In the case of electricity services, a monopoly firm may charge a different rate of tariffs from customers depending on their electricity consumption.
If a movie theater has some monopoly in its area, it may charge different prices for the movie tickets depending on the willingness to pay off the customer. Nowadays it is seen that movie theaters charge low prices for children and senior citizens. This is logical from the fact that children and senior citizens have low willingness to pay to watch a movie in a theatre.
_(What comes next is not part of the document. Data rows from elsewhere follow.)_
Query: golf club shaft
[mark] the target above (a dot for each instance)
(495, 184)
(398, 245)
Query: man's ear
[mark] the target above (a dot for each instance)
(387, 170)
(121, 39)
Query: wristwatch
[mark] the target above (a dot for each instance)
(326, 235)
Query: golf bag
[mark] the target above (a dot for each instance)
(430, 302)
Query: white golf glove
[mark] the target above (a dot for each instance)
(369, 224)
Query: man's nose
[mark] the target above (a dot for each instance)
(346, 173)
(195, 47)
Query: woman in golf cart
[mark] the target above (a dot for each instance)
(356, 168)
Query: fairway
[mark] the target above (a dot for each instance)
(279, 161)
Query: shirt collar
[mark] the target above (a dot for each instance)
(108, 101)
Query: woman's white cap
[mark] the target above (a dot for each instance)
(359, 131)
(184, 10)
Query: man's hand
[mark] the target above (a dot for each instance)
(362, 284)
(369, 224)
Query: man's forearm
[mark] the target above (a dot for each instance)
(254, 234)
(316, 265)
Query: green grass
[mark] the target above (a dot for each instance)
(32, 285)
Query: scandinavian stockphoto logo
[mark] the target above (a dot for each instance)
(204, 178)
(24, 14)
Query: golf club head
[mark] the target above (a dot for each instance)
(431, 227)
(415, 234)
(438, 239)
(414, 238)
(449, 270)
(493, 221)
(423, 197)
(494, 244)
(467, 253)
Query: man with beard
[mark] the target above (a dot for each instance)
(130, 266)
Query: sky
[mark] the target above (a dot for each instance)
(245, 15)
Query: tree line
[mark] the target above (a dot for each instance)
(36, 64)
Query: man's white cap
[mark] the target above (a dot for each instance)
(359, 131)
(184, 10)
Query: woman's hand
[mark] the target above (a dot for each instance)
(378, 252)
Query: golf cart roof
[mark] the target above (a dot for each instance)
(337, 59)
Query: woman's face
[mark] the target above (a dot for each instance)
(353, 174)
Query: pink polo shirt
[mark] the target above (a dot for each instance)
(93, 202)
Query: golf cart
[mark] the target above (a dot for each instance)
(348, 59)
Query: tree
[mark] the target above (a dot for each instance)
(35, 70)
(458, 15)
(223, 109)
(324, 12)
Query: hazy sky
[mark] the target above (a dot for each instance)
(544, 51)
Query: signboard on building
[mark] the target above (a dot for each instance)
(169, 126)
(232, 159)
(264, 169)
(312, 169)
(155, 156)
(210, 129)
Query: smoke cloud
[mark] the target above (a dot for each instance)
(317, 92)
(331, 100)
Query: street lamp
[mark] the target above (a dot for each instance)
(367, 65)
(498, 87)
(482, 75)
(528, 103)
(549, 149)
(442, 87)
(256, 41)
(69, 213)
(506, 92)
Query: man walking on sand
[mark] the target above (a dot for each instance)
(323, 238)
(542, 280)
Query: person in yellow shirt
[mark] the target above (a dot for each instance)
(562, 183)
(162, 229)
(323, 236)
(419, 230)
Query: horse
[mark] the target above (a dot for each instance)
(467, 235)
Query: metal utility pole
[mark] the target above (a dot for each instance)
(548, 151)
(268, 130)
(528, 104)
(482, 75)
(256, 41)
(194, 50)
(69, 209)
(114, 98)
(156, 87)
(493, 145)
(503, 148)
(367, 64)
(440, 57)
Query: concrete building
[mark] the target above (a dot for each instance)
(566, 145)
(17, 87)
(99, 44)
Many producers and sellers indulge in predictive modeling in order to know each of their customer behavior at the individual level. Suppose a seller, from his analysis of his customers, finds that there is a customer who has not made any purchase for a very long time. The seller, in this case, may offer the customer different discounts or good price for his products to get him back on a shopping spree in his store.
What is a natural Monopoly?
Natural monopoly (or a decreasing cost monopoly) occurs when a single firm can supply a good or service to an entire market at lower cost than could two or more firms. It is a firm that experiences economies of scale (the long run marginal cost and long run average cost of production declines as the volume of production increases) and is able to bear the relatively large initial fixed cost. As natural monopoly exhibits decreasing long run average cost (LRAC), the long run marginal cost (LRMC) curve is always below the LRAC.
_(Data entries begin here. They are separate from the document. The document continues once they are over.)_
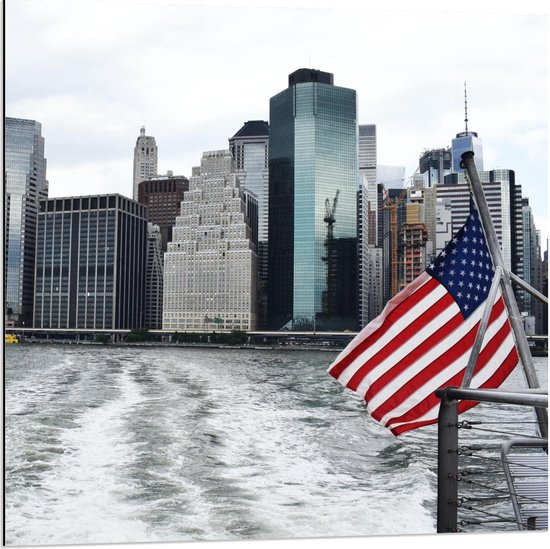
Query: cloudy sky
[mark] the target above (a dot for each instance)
(93, 72)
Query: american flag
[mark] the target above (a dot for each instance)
(422, 339)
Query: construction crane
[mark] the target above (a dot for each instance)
(392, 206)
(329, 213)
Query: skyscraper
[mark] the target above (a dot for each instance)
(434, 165)
(210, 266)
(90, 263)
(367, 216)
(313, 178)
(154, 276)
(249, 148)
(25, 185)
(466, 141)
(162, 195)
(505, 205)
(145, 160)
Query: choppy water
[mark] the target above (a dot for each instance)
(115, 444)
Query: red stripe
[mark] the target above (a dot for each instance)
(394, 315)
(484, 357)
(508, 365)
(435, 367)
(402, 338)
(415, 354)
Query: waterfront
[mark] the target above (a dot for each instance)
(128, 444)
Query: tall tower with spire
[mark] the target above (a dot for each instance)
(466, 141)
(145, 160)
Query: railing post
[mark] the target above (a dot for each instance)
(447, 465)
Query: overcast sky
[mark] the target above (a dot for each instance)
(94, 72)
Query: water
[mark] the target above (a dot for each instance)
(127, 444)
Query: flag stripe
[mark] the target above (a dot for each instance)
(424, 337)
(421, 385)
(414, 330)
(495, 350)
(394, 312)
(414, 355)
(431, 401)
(500, 374)
(402, 325)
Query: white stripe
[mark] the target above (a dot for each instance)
(433, 383)
(478, 380)
(375, 324)
(401, 325)
(433, 354)
(402, 351)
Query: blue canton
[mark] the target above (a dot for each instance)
(465, 266)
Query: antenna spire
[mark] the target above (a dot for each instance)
(465, 107)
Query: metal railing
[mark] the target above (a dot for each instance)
(491, 499)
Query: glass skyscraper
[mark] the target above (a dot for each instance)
(90, 263)
(313, 178)
(25, 184)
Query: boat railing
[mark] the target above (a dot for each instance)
(492, 473)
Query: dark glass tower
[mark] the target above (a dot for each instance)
(25, 185)
(313, 178)
(90, 263)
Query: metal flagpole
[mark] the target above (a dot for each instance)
(507, 291)
(469, 372)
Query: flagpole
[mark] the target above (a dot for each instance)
(474, 353)
(507, 291)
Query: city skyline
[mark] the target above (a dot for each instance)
(92, 104)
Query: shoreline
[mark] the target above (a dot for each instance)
(149, 344)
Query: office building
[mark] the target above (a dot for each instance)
(466, 141)
(532, 268)
(414, 235)
(434, 165)
(367, 216)
(145, 160)
(504, 200)
(162, 194)
(25, 185)
(249, 148)
(154, 274)
(90, 263)
(313, 179)
(210, 268)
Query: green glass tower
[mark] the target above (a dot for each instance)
(313, 174)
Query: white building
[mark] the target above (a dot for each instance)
(145, 160)
(210, 265)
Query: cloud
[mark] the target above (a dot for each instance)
(94, 72)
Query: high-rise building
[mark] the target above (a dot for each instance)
(532, 269)
(145, 160)
(162, 195)
(313, 179)
(504, 200)
(25, 185)
(367, 216)
(434, 165)
(367, 151)
(210, 269)
(250, 149)
(414, 237)
(466, 141)
(154, 269)
(90, 263)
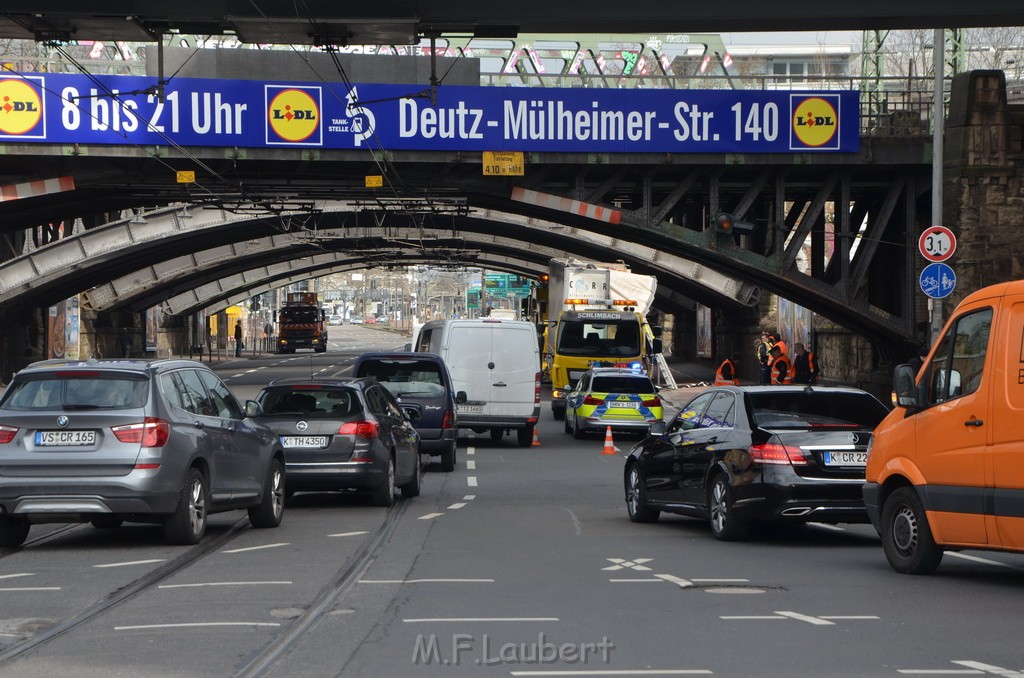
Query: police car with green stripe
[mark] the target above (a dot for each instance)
(624, 398)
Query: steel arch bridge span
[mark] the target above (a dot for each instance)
(162, 246)
(237, 288)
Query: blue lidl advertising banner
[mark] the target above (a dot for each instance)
(122, 110)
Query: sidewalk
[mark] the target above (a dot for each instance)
(691, 379)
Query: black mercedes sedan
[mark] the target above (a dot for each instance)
(738, 455)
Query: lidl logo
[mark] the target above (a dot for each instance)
(815, 122)
(293, 115)
(20, 108)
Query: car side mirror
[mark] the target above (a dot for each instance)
(904, 388)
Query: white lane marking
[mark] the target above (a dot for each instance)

Regulation of Natural Monopoly
The regulation of monopolies is done by the government to protect the interests of the consumers. Monopolies have the market power to set the price of a good higher (P>MC) than in the competitive markets (P=MC). Regulation of a monopoly by the government may be in order to prevent excess pricing so that a monopolist does not abuse its position in the market. Excess pricing results in allocative inefficiency and a decline in consumer welfare.
It is believed that the prices charged by a monopolist must reflect the marginal cost of production. This will help reduce the deadweight loss and increase consumer welfare. However, if a natural monopolist charges a price equal to his long run marginal cost, then he will have to function at a loss.
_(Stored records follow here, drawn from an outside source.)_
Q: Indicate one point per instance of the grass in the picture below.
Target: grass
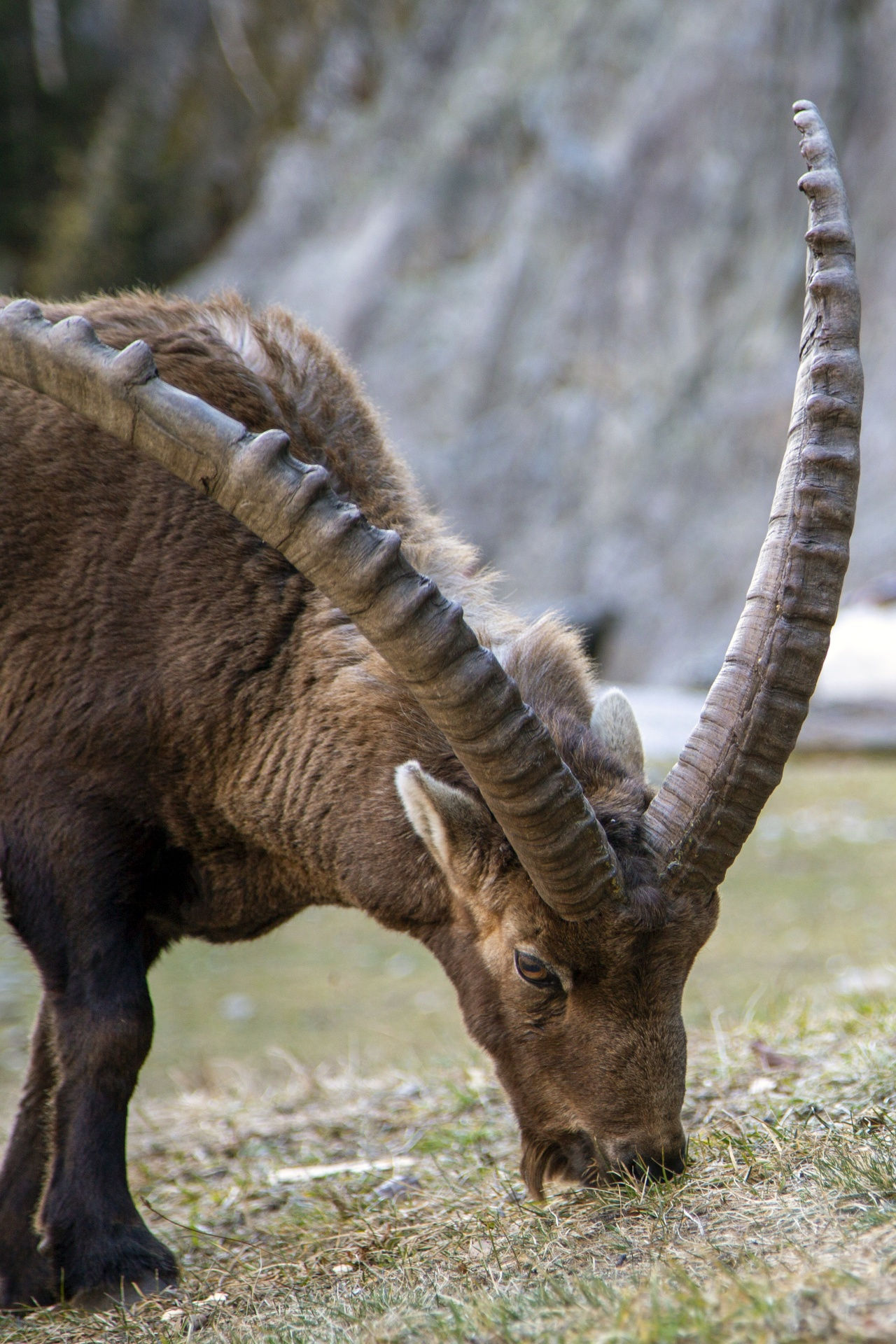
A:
(783, 1227)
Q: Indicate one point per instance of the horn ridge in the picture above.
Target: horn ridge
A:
(711, 799)
(421, 634)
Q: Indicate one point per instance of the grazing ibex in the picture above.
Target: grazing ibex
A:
(209, 722)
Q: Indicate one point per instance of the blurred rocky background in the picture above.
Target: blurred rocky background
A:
(562, 242)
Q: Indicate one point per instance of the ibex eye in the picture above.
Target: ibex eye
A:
(533, 971)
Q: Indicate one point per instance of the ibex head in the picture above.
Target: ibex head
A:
(578, 904)
(583, 1019)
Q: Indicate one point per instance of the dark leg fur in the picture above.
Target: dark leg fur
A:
(26, 1277)
(93, 1245)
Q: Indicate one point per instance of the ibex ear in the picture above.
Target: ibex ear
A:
(613, 722)
(448, 820)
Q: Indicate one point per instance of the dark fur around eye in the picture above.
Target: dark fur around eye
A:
(535, 972)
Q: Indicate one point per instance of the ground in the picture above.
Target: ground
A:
(782, 1228)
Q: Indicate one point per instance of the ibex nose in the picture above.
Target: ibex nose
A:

The above diagram shows the LRAC and LRMC curves of a natural monopoly. In absence of any regulation, the monopolist will charge price PA and produce output level (where MR=MC) of QA. profits will be given by rectangle PAABC.
When government tries to regulate the monopoly by asking it to enforce marginal cost pricing, then the monopolist will have to charge a price PG and at this price, QG will be produced. However, at the regulated price PG, the monopoly firm is incurring a loss of DFEPG. Thus, in marginal cost pricing, monopoly firm will have to operate indefinitely at a loss which is not possible.
Implementing a Multi Price System (Two-Tier Pricing)
Instead of forcing the monopolist to follow marginal cost pricing, the regulating authority must try and implement multi price system. Under this system of pricing, the monopoly can charge some of its customers, high price for its commodity and charge a low price to its marginal customers. By following such a system, the customers who pay the high price are subsidizing the losses that the monopoly firm incurs by selling its commodity at a low price.
As shown in the figure above, the regulatory authority has set a price of P1 for some customers at which quantity Q1 is demanded. The profit from the sale of a good too high price customers will be P1ACB. The customers who are unwilling to buy the good at the price P1 are charged a lower price P2 (this price is decided by following marginal cost pricing). At P2, the quantity demanded is Q2. The loss incurred by charging a price of P2 will be given by the area DFEP2. Under this system, the profit from high price customers balances the losses incurred from low price customers.